RFC: Incoming/outgoing discovery with fewer roundtrips / more bandwidth

Wed Sep 30 07:09:20 CDT 2009

On Tue, Sep 29, 2009 at 9:40 AM, Benoit Boissinot
<benoit.boissinot at ens-lyon.org> wrote:
> On Tue, Sep 29, 2009 at 08:46:38AM +0200, Dirkjan Ochtman wrote:
>> On Tue, Sep 29, 2009 at 08:28, Peter Arrenbrecht
>> <peter.arrenbrecht at gmail.com> wrote:
>> > But I think I have an idea on how to solve all of the glaring problems
>> > I have so far discovered. It revolves around:
>> >
>> >  * Taking samples along graph paths starting at the heads, not just
>> > from the somewhat arbitrary order of revs in a repo.
>> >  * Doing this breadth-first, maybe with higher sample density near the
>> > repo heads, until we have gathered enough samples for this roundtrip.
>> >  * Having, per sample, an upper bound on the lengths of the paths that
>> > go from this path towards tip or the next sample. This limits the
>> > amount of data we have to send for detailed pruning.
>> >  * Using an iterative approach where the two parties exchange samples
>> > until all uncharted regions have been discovered sufficiently. Each
>> > sample may yield hints on how to restrict the range of further samples
>> > to only still uncharted regions. I expect that in most cases the
>> > initial sample will already do the trick.
>>
>> Oh, and I think Benoit had some ideas for using an algorithm to
>> communicate the graph more efficiently, I think he used something
>> called dominators or dominance.
>
> Yep, I've been thinking (with ideas from others: Matt, Bryan, etc.)
> about that since at least the 2005 London sprint :)
>
> Some of the ideas that floated around:
>
> - use a rolling checksum (ala rsync) on the list of nodes
> - use a bloom filter
>
> Other than that, there is at least a very obvious "fix" for the
> protocol:
>
> Currently it is asymetric, that means that even if you have no
> local changes (the local repo is a subset of upstream) you will do a
> bunch of roundtrips to discover the difference with upstream.
> I think a simple solution where we explore both DAGs in parallel, it
> would dramatically improve the common case (very few or no local
> changes, many csets upstream).
>
>
> I played with dominator (basically extending the current algorithm to
> skip branches until they are re-united). For example (history goes from
> left to right):
>
>    3
>   / \
>  1-2-4
>  /     \
> 0-----5-6
>
> would return (6, 5, 4, 0) and if the client knows about 0, it skips the
> branch exploration. You can do that for every 2**n dominator.
> The problem is that it doesn't play that nice with a Linux-type DAG.
>
> I think there is a way to exploit a typical pull-based (Linux-type)
> tree, but I haven't found the right way yet.

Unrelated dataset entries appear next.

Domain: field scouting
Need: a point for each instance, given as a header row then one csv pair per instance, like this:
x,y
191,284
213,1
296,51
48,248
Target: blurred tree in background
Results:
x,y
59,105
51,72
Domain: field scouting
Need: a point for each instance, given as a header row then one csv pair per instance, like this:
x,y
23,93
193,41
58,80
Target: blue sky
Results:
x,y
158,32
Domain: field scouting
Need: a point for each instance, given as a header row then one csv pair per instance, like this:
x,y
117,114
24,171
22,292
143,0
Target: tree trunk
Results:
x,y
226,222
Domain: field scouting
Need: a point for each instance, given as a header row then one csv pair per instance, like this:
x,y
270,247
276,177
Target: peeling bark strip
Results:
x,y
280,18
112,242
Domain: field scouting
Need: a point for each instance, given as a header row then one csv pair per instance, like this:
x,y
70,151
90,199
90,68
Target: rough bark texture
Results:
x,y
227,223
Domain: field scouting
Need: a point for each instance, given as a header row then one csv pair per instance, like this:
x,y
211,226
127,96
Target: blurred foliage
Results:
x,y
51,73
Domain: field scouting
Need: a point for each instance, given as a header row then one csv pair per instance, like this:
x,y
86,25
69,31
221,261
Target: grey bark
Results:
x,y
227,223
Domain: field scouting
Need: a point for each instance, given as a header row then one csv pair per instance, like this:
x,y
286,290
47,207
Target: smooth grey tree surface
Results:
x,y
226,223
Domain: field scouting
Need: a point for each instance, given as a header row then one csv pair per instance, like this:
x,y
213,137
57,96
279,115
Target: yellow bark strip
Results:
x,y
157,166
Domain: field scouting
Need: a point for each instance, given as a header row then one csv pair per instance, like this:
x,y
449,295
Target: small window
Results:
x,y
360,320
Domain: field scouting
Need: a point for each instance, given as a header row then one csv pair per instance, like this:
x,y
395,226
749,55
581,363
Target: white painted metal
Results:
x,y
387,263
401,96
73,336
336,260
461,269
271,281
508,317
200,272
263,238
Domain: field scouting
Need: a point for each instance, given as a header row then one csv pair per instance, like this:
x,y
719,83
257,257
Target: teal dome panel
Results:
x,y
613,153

The Linux tree is giving me headaches, too. The Netbeans one is even
worse. They force my repo sampler to take a lot of samples at less
than the skip I'm aiming for (where I define the "skip" to be the max
length of the path from a given node to any descendant, but stopping
at samples nearer the heads of the tree). Meaning the samples are too
dense and don't cover as much of the tree as I want them to.

Some more thinking is in order.

Meanwhile, if anyone wants to take a look, I have attached the code
for the sampling I'm using right now.

My next step will probably be to build a test harness where we can
easily define interesting DAGs, run them through discovery protocols,
and visualize their workings (probably using the glog code).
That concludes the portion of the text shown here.